The fish was getting tired as the pressure persisted. As she moved toward the edge of the stream, she noticed that she was being pulled toward a large animal. Immediately, she dove for the bottom again. Again the resistance increased as the rainbow was towed toward the animal. Once more she attempted to dive for the security of the stream bottom.

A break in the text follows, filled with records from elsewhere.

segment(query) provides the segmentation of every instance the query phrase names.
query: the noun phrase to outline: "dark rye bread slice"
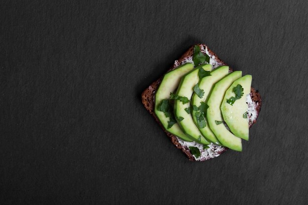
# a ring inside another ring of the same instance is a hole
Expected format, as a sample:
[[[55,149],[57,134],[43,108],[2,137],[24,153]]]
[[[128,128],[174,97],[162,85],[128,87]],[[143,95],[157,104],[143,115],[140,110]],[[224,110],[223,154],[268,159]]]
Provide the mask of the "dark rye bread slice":
[[[217,56],[205,44],[197,44],[201,49],[201,52],[204,54],[206,53],[211,57],[212,60],[215,62],[215,65],[214,67],[217,67],[220,65],[226,65],[222,60],[218,58]],[[173,70],[179,65],[181,65],[187,61],[191,61],[193,55],[193,46],[191,47],[189,49],[177,60],[175,61],[174,64],[172,67],[169,69],[168,71]],[[229,69],[229,72],[232,72],[232,69]],[[185,153],[187,156],[191,161],[204,161],[207,159],[214,158],[216,156],[219,156],[222,153],[225,152],[227,148],[221,147],[220,146],[211,144],[211,150],[207,150],[207,153],[206,153],[205,157],[203,157],[202,159],[196,160],[196,158],[191,154],[190,150],[189,149],[187,146],[185,146],[185,143],[183,143],[183,141],[178,139],[176,136],[170,133],[166,130],[163,126],[161,124],[157,117],[155,115],[154,112],[154,97],[156,90],[158,88],[160,82],[162,79],[161,76],[156,81],[152,83],[152,84],[147,88],[143,92],[142,94],[142,103],[145,107],[146,109],[149,111],[149,112],[153,116],[155,120],[159,124],[161,128],[166,133],[167,135],[170,138],[172,142],[172,143],[179,149],[182,150],[182,151]],[[257,90],[255,90],[253,88],[251,87],[250,91],[250,98],[251,99],[252,103],[248,104],[248,106],[251,107],[251,109],[254,110],[254,116],[252,116],[252,114],[249,114],[248,113],[247,116],[249,119],[249,128],[251,127],[252,124],[256,123],[256,120],[259,113],[261,110],[261,106],[262,105],[262,101],[261,99],[261,96]],[[248,109],[249,110],[249,109]],[[253,117],[253,118],[252,118]],[[200,146],[200,145],[199,145]]]

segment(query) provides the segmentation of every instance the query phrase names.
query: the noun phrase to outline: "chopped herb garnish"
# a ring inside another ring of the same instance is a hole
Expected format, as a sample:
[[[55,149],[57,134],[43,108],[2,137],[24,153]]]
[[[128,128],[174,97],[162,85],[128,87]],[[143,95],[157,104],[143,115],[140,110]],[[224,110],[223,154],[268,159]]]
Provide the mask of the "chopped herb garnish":
[[[208,63],[210,63],[210,57],[206,54],[204,55],[200,51],[200,47],[197,45],[193,48],[192,60],[195,66],[199,65],[200,63],[203,63],[205,61],[207,61]]]
[[[198,158],[201,155],[201,153],[200,152],[200,150],[198,147],[194,146],[189,146],[189,149],[190,150],[190,153],[193,155],[194,155],[196,158]]]
[[[198,141],[201,142],[201,136],[199,135],[199,137],[198,138]]]
[[[200,68],[199,72],[198,72],[198,75],[199,75],[199,78],[201,79],[205,77],[211,75],[211,71],[207,71],[206,70],[204,70],[203,68]]]
[[[244,94],[244,93],[243,92],[244,89],[241,85],[238,85],[236,87],[234,87],[233,90],[232,91],[235,93],[235,97],[231,97],[230,98],[227,99],[227,102],[233,106],[234,102],[235,102],[236,100],[241,99],[242,96],[243,96]]]
[[[176,120],[175,119],[170,118],[170,121],[168,122],[168,127],[167,127],[167,129],[171,128],[171,127],[172,127],[172,126],[176,123],[177,120]]]
[[[206,121],[205,119],[205,116],[206,115],[207,109],[209,106],[205,102],[201,102],[201,104],[199,107],[193,105],[195,113],[195,117],[197,119],[197,123],[198,126],[200,128],[203,128],[206,126]],[[198,112],[197,112],[198,111]]]
[[[187,103],[189,102],[189,100],[186,97],[182,97],[179,96],[176,94],[170,92],[170,99],[171,100],[179,100],[183,104]]]
[[[215,123],[216,123],[216,124],[218,125],[218,124],[221,124],[222,123],[222,121],[215,120]]]
[[[209,148],[210,148],[210,146],[208,145],[203,145],[203,149],[208,149]]]
[[[192,106],[192,109],[194,111],[198,111],[199,110],[198,107],[196,106],[195,105]]]
[[[201,104],[199,106],[198,110],[204,113],[206,113],[208,108],[209,108],[208,104],[204,102],[201,102]]]
[[[178,120],[179,120],[179,122],[184,119],[184,117],[176,117],[176,118],[177,118]]]
[[[170,118],[170,121],[168,122],[167,129],[171,128],[172,125],[177,123],[177,120],[174,118],[171,107],[169,100],[167,99],[162,100],[158,106],[158,110],[163,112],[166,117]]]
[[[169,100],[165,99],[162,100],[161,102],[158,106],[158,110],[164,113],[166,117],[169,117],[172,113],[170,110],[170,105]]]
[[[206,126],[206,122],[205,121],[205,117],[204,113],[203,112],[198,112],[195,113],[195,117],[197,119],[197,123],[198,126],[200,128],[204,128]]]
[[[203,91],[203,90],[200,89],[200,88],[199,88],[199,85],[198,85],[198,84],[196,84],[196,85],[193,87],[193,91],[200,98],[202,98],[204,95],[204,92]]]

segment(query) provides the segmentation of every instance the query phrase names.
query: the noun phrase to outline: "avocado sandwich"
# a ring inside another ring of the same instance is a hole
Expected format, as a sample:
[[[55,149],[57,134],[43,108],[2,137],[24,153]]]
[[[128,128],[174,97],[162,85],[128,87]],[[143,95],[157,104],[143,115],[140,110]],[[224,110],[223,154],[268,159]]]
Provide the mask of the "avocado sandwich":
[[[248,140],[262,105],[251,81],[197,44],[143,91],[142,103],[190,160],[205,161]]]

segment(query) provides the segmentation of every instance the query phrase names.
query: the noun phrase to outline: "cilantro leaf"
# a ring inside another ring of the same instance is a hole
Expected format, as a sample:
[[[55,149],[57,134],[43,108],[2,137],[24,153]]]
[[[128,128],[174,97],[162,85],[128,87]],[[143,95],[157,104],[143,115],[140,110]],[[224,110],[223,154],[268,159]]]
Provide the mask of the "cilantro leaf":
[[[175,119],[170,119],[170,121],[168,122],[168,127],[167,127],[167,129],[170,129],[172,127],[172,126],[177,123],[177,120]]]
[[[198,147],[195,147],[194,146],[189,146],[189,149],[190,150],[190,153],[193,155],[194,155],[196,158],[200,157],[201,155],[201,153],[200,152],[200,150]]]
[[[190,107],[188,107],[188,108],[186,108],[184,110],[185,110],[185,111],[186,111],[187,114],[190,114]]]
[[[231,97],[229,99],[227,99],[227,102],[233,106],[236,100],[237,99],[235,97]]]
[[[198,126],[200,128],[203,128],[206,126],[206,122],[205,121],[205,117],[204,113],[203,112],[198,112],[195,113],[195,117],[197,119]]]
[[[244,94],[244,88],[240,85],[238,85],[233,88],[233,92],[235,93],[235,96],[237,99],[241,98]]]
[[[177,94],[172,92],[170,92],[170,99],[171,100],[179,100],[183,104],[187,103],[189,102],[189,100],[186,97],[179,96]]]
[[[199,135],[199,137],[198,138],[198,141],[201,142],[201,136]]]
[[[176,118],[177,118],[178,120],[179,120],[179,122],[184,119],[184,117],[176,117]]]
[[[210,148],[210,146],[208,145],[203,145],[203,149],[208,149],[209,148]]]
[[[194,111],[198,111],[199,110],[198,107],[196,106],[195,105],[193,105],[192,106],[192,109],[193,109]]]
[[[201,112],[203,112],[204,114],[207,113],[207,111],[209,108],[209,106],[207,104],[205,103],[204,102],[201,102],[201,104],[199,106],[198,109],[200,110]]]
[[[243,95],[244,94],[244,89],[243,88],[241,85],[238,85],[237,86],[236,86],[236,87],[234,87],[234,88],[233,88],[233,90],[232,91],[235,93],[235,97],[231,97],[230,98],[227,99],[227,103],[229,103],[232,106],[233,105],[233,104],[236,100],[241,99],[241,98],[243,96]]]
[[[167,99],[162,100],[158,105],[158,110],[163,112],[166,117],[170,117],[170,121],[168,122],[167,129],[171,128],[172,125],[177,123],[171,108],[171,105]]]
[[[202,97],[203,97],[203,95],[204,95],[204,92],[203,91],[203,90],[199,88],[198,84],[196,84],[196,85],[193,87],[193,91],[200,98],[202,98]]]
[[[216,125],[218,125],[218,124],[220,124],[222,123],[222,121],[217,121],[217,120],[215,120],[215,123],[216,123]]]
[[[195,46],[193,48],[192,60],[195,66],[198,65],[200,63],[203,63],[205,61],[210,63],[210,57],[206,54],[204,55],[200,51],[200,47],[197,45]]]
[[[167,99],[162,100],[158,105],[158,110],[163,112],[166,117],[170,117],[172,114],[170,108],[169,100]]]
[[[199,79],[201,79],[205,77],[209,76],[212,75],[211,75],[211,71],[207,71],[206,70],[204,70],[203,68],[200,68],[199,72],[198,72],[198,75],[199,75]]]

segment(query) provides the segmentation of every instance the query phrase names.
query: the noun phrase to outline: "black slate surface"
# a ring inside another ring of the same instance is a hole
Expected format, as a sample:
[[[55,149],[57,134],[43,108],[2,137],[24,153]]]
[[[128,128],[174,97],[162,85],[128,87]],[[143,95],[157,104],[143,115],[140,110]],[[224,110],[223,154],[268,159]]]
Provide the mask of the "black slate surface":
[[[307,1],[3,1],[1,205],[308,204]],[[263,103],[243,152],[201,163],[140,96],[196,43]]]

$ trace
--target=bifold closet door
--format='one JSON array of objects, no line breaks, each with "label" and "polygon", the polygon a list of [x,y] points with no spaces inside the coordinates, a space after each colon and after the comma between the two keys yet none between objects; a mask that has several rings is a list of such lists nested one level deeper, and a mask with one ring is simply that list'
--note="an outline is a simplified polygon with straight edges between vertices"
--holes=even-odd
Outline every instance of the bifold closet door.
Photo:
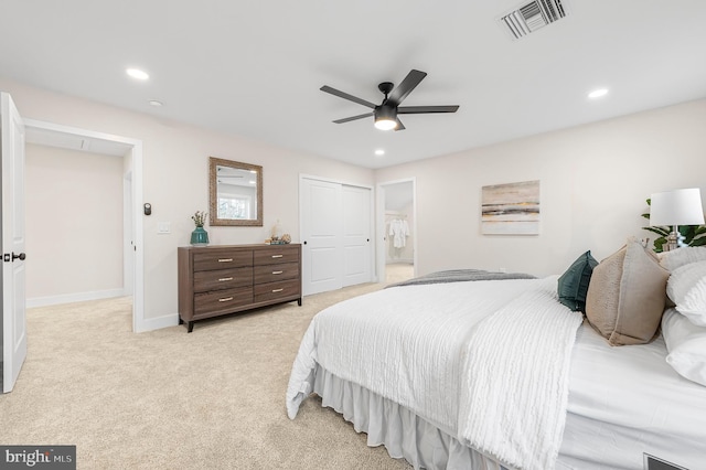
[{"label": "bifold closet door", "polygon": [[371,280],[371,190],[300,180],[302,293]]}]

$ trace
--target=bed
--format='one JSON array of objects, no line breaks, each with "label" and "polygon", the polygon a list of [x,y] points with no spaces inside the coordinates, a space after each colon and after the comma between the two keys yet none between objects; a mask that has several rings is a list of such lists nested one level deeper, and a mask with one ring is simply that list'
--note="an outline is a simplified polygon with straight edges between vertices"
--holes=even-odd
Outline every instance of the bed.
[{"label": "bed", "polygon": [[469,273],[318,313],[292,366],[289,417],[317,394],[415,468],[643,469],[646,455],[704,468],[706,384],[667,363],[662,334],[610,345],[559,301],[559,276]]}]

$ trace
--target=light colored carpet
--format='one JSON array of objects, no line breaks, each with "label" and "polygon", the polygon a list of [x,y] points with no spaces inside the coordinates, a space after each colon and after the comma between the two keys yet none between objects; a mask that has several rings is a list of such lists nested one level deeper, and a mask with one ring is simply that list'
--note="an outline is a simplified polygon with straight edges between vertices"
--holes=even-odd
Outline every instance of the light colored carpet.
[{"label": "light colored carpet", "polygon": [[388,284],[400,282],[415,276],[415,266],[409,263],[391,263],[385,265],[385,280]]},{"label": "light colored carpet", "polygon": [[29,353],[0,395],[0,442],[76,445],[79,469],[409,469],[318,398],[285,393],[311,318],[361,285],[135,334],[130,298],[28,310]]}]

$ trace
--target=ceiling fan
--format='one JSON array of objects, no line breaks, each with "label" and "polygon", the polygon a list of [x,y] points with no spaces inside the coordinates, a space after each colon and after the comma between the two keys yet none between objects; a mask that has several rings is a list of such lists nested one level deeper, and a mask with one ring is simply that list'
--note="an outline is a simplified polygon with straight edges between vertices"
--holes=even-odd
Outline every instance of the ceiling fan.
[{"label": "ceiling fan", "polygon": [[[330,93],[331,95],[335,95],[343,99],[349,99],[351,102],[357,103],[359,105],[366,106],[372,108],[372,113],[366,113],[364,115],[352,116],[343,119],[336,119],[333,122],[343,124],[350,122],[356,119],[363,119],[366,117],[374,116],[375,117],[375,127],[383,130],[404,130],[405,126],[402,124],[397,115],[417,115],[417,114],[427,114],[427,113],[456,113],[459,108],[458,106],[399,106],[402,102],[411,93],[413,89],[419,85],[419,83],[427,76],[426,72],[420,72],[416,70],[411,70],[402,81],[402,83],[394,88],[395,85],[391,82],[383,82],[377,85],[377,88],[385,94],[385,99],[379,105],[375,105],[365,99],[359,98],[353,95],[349,95],[347,93],[343,93],[335,88],[331,88],[330,86],[322,86],[320,89],[325,93]],[[394,88],[394,89],[393,89]]]}]

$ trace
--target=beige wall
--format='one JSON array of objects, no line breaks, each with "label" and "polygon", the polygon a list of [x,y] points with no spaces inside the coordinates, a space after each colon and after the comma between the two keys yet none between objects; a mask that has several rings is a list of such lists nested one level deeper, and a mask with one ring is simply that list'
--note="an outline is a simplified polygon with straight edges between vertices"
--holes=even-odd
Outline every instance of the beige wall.
[{"label": "beige wall", "polygon": [[29,306],[122,291],[122,159],[25,147]]},{"label": "beige wall", "polygon": [[[212,244],[261,243],[280,221],[299,241],[299,174],[372,186],[372,170],[264,142],[165,121],[145,114],[73,98],[0,78],[24,118],[142,140],[143,199],[152,215],[143,217],[145,318],[176,319],[176,247],[189,244],[195,211],[208,207],[208,157],[263,165],[264,226],[206,227]],[[149,106],[145,104],[146,110]],[[159,222],[171,234],[158,235]],[[49,243],[49,242],[47,242]]]},{"label": "beige wall", "polygon": [[[653,192],[706,195],[706,99],[378,170],[417,180],[418,274],[473,267],[560,274],[640,227]],[[481,188],[541,180],[538,236],[481,235]]]}]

But it was to no avail. This time, as she was moved toward the animal, the trout was engulfed in a wet stranglehold and taken from her watery world. She was tired, confused, and struggled in this strange environment, fighting for her life.

Then the trout was placed back into the stream. Feeling the grip loosen around her, she darted for the muskrat hole that had served as her sanctuary before. There, she attempted to gather herself. After some minutes the rainbow was rested yet still uncertain about what had happened.

As the rainbow trout peered out into her underwater home, dozens of Ephemerella duns passed overhead. It seemed safe, and there was just too much food floating by. So, cautiously, she rose to the surface as she had over 50 times already that morning.